# Convolutional neural network for automatic segmentation of the maxillary sinus on cone-beam CT images

This study was conducted in accordance with the standards of the Declaration of Helsinki on Medical Research. Institutional ethics board approval was obtained from the Ethical Review Board of Leuven University Hospitals (reference number: S57587). Informed consent was not required as patient-specific information was anonymized. The study design and report followed the recommendations of Schrendicke et al.23 to report on artificial intelligence in dental research.

### Database

A sample of 132 CBCT scans (264 sinuses, 75 women and 57 men, mean age 40 years) from 2013 to 2021 with different scan parameters was collected (Table 1). Inclusion criteria were patients with permanent dentition and maxillary sinus with/without mucosal thickening (shallow > 2 mm, moderate > 4 mm) and/or with a semi-spherical membrane in one of the walls24. Scans with dental restorations, orthodontic brackets and implants were also included. The exclusion criteria were patients with a history of trauma, sinus surgery and the presence of pathologies affecting its contour.

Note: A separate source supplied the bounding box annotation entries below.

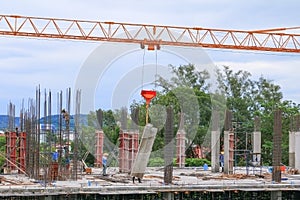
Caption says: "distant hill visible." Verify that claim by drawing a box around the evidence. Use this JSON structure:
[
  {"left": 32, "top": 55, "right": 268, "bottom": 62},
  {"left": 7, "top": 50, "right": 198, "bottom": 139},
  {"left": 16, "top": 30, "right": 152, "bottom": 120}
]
[{"left": 0, "top": 115, "right": 87, "bottom": 131}]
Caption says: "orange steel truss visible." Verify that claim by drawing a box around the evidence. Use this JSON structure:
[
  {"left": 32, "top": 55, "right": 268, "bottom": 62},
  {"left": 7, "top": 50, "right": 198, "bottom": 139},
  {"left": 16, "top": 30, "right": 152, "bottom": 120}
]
[{"left": 0, "top": 15, "right": 300, "bottom": 53}]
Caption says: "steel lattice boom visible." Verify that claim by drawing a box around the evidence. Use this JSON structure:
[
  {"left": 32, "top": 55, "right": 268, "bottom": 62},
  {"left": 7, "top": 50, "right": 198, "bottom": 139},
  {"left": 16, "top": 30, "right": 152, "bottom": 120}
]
[{"left": 0, "top": 15, "right": 300, "bottom": 53}]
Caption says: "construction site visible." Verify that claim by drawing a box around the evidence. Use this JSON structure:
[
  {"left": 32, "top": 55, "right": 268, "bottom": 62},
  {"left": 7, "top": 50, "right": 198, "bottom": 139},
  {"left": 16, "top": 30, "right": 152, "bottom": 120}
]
[{"left": 0, "top": 15, "right": 300, "bottom": 200}]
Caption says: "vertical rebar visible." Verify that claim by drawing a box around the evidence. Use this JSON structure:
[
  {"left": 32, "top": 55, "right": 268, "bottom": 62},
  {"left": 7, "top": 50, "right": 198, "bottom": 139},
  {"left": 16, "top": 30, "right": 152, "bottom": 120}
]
[
  {"left": 272, "top": 110, "right": 282, "bottom": 183},
  {"left": 164, "top": 107, "right": 174, "bottom": 184}
]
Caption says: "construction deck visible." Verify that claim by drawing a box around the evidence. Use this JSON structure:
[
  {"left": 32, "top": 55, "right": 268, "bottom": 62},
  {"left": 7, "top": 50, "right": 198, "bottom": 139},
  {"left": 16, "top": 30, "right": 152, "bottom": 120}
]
[{"left": 0, "top": 168, "right": 300, "bottom": 197}]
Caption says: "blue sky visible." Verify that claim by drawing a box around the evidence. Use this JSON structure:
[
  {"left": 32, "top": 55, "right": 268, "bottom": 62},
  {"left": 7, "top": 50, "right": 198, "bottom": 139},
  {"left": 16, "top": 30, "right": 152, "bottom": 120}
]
[{"left": 0, "top": 0, "right": 300, "bottom": 115}]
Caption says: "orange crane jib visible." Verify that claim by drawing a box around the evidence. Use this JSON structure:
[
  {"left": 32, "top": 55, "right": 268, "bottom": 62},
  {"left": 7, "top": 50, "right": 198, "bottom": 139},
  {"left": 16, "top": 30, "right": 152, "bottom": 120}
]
[{"left": 0, "top": 15, "right": 300, "bottom": 53}]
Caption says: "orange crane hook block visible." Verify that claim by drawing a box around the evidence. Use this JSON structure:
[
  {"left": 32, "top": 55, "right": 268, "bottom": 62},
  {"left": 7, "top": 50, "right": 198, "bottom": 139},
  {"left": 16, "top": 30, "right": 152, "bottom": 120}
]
[{"left": 141, "top": 90, "right": 156, "bottom": 124}]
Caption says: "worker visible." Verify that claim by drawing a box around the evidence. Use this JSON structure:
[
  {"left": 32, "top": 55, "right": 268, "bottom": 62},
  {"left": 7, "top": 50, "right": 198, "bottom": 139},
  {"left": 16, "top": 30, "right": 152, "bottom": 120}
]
[
  {"left": 132, "top": 176, "right": 142, "bottom": 183},
  {"left": 102, "top": 153, "right": 108, "bottom": 176}
]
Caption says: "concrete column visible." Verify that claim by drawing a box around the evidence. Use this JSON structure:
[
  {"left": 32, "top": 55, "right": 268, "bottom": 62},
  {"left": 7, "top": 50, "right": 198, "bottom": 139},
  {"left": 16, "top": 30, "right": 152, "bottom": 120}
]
[
  {"left": 211, "top": 131, "right": 220, "bottom": 173},
  {"left": 176, "top": 130, "right": 186, "bottom": 168},
  {"left": 224, "top": 131, "right": 234, "bottom": 174},
  {"left": 211, "top": 110, "right": 221, "bottom": 172},
  {"left": 289, "top": 131, "right": 295, "bottom": 168},
  {"left": 253, "top": 131, "right": 261, "bottom": 164},
  {"left": 295, "top": 132, "right": 300, "bottom": 169}
]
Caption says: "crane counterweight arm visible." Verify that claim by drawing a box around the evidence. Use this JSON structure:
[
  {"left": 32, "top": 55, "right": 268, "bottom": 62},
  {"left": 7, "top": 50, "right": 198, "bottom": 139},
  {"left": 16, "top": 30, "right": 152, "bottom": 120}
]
[{"left": 0, "top": 15, "right": 300, "bottom": 53}]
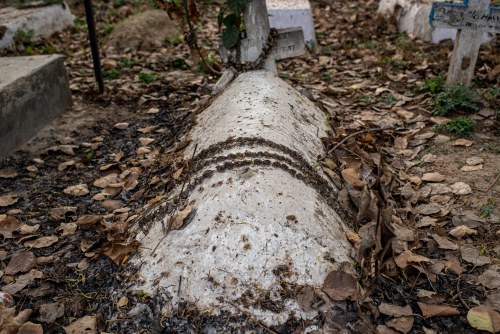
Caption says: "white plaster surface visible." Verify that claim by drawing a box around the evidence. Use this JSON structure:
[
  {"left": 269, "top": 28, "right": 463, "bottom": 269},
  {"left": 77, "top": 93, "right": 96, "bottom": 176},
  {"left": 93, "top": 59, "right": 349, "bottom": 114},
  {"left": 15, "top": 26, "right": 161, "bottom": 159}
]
[
  {"left": 132, "top": 71, "right": 352, "bottom": 325},
  {"left": 0, "top": 3, "right": 75, "bottom": 49},
  {"left": 266, "top": 0, "right": 316, "bottom": 47},
  {"left": 377, "top": 0, "right": 494, "bottom": 44}
]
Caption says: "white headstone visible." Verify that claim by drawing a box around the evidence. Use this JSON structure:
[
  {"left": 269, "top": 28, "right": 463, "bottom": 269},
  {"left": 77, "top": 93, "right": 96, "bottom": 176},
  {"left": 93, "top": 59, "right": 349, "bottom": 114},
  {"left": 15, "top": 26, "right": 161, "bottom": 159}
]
[
  {"left": 0, "top": 3, "right": 75, "bottom": 49},
  {"left": 377, "top": 0, "right": 493, "bottom": 44},
  {"left": 430, "top": 0, "right": 500, "bottom": 86},
  {"left": 219, "top": 0, "right": 305, "bottom": 74},
  {"left": 266, "top": 0, "right": 316, "bottom": 47}
]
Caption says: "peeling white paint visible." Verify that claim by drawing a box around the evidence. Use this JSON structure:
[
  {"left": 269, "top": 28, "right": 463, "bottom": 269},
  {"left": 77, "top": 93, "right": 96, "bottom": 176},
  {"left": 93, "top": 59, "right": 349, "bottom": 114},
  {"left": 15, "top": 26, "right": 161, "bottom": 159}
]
[
  {"left": 132, "top": 71, "right": 352, "bottom": 325},
  {"left": 377, "top": 0, "right": 495, "bottom": 44},
  {"left": 266, "top": 0, "right": 316, "bottom": 47}
]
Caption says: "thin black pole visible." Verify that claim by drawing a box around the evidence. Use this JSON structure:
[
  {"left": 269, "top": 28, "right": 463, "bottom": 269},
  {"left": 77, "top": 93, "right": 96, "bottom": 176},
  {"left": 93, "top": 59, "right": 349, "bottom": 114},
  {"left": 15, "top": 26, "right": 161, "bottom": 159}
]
[{"left": 83, "top": 0, "right": 104, "bottom": 93}]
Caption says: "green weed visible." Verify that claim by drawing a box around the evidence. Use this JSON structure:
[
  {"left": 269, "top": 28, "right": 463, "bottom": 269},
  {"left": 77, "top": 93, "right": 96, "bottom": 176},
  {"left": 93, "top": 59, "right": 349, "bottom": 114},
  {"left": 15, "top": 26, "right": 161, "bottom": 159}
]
[
  {"left": 434, "top": 117, "right": 477, "bottom": 137},
  {"left": 432, "top": 83, "right": 480, "bottom": 116},
  {"left": 139, "top": 72, "right": 158, "bottom": 85},
  {"left": 416, "top": 72, "right": 446, "bottom": 95}
]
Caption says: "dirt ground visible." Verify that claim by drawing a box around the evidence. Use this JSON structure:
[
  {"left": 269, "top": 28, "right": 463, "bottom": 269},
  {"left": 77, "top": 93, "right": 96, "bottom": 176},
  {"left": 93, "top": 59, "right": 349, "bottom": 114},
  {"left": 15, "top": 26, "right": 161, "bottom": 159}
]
[{"left": 0, "top": 0, "right": 500, "bottom": 333}]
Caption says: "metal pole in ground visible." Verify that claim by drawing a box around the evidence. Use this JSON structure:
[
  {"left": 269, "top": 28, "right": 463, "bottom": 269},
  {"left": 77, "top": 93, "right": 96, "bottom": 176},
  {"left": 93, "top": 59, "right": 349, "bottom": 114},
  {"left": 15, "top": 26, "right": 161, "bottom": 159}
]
[{"left": 83, "top": 0, "right": 104, "bottom": 93}]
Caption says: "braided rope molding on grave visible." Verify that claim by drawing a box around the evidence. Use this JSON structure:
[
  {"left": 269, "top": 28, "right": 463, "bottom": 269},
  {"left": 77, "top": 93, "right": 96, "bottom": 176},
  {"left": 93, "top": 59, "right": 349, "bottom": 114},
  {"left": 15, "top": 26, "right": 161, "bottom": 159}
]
[
  {"left": 131, "top": 137, "right": 344, "bottom": 231},
  {"left": 139, "top": 157, "right": 345, "bottom": 232}
]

DICOM (Digital Imaging and Communication in Medicine) files of CBCT images were exported anonymously. The dataset was then randomly divided into three subsets: (1) training set (n = 83 scans) for ground-truth-based CNN model training; (2) validation set (n = 19 scans) for evaluation and selection of the best model; (3) test set (n = 30 scans) to test model performance against ground truth.

### Ground truth labeling

Ground truth datasets for CNN model training and testing were labeled by semi-automatic sine segmentation using Mimics Innovation Suite (version 23.0, Materialize NV, Leuven, Belgium). Initially, a custom threshold leveling was adjusted between [− 1024 to − 200 Hounsfield units (HU)] to create an air mask (Fig. 1a). Subsequently, the region of interest (ROI) was isolated from the rest of the surrounding structures. Manual delineation of the bone contours was performed using the eclipse and livewire function, and all contours were checked in the coronal, axial, and sagittal orthogonal planes (Fig. 1b). To avoid any inconsistency in the ROI of the different images, the segmentation region was restricted to the early start of the sinus ostium on the side of the sinus before continuing into the infundibulum (Fig. 1b). Finally, the edited mask of each sine was exported separately as a Standard Tessellation Language (STL) file. Segmentation was performed by a dentomaxillofacial (NM) radiologist with seven years of experience and subsequently reassessed by two other radiologists (KFV&RJ) with 15 and 25 years of experience, respectively.

### Architecture and training of the CNN model

Two U-Net 3D architectures were used25which both consisted of 4 encoder blocks and 3 decoder blocks, 2 convolutions with a kernel size of 3×3×3, followed by rectified linear unit (ReLU) activation and group normalization with 8 maps of characteristics26. Subsequently, maximum pooling with a 2×2×2 step-by-two kernel size was applied after each encoder, allowing the resolution to be reduced by a factor of 2 in all dimensions. Both networks were trained as a binary classifier (0 or 1) with a weighted binary cross-entropy loss:

$${L}_{BCE}={y}_{n}*logleft({p}_{n}right)+left(1-{y}_{n}right)*log left(1-{p}_{n}right)$$

for each voxel n with a ground truth value ({y}_{n}) = 0 or 1, and the predicted probability of the network =({p}_{n})

A two-step pre-processing of the training dataset was applied. First, all scans were resampled to the same voxel size. Subsequently, to overcome graphics processing unit (GPU) memory limitations, the full-size scan was downsampled to a fixed size.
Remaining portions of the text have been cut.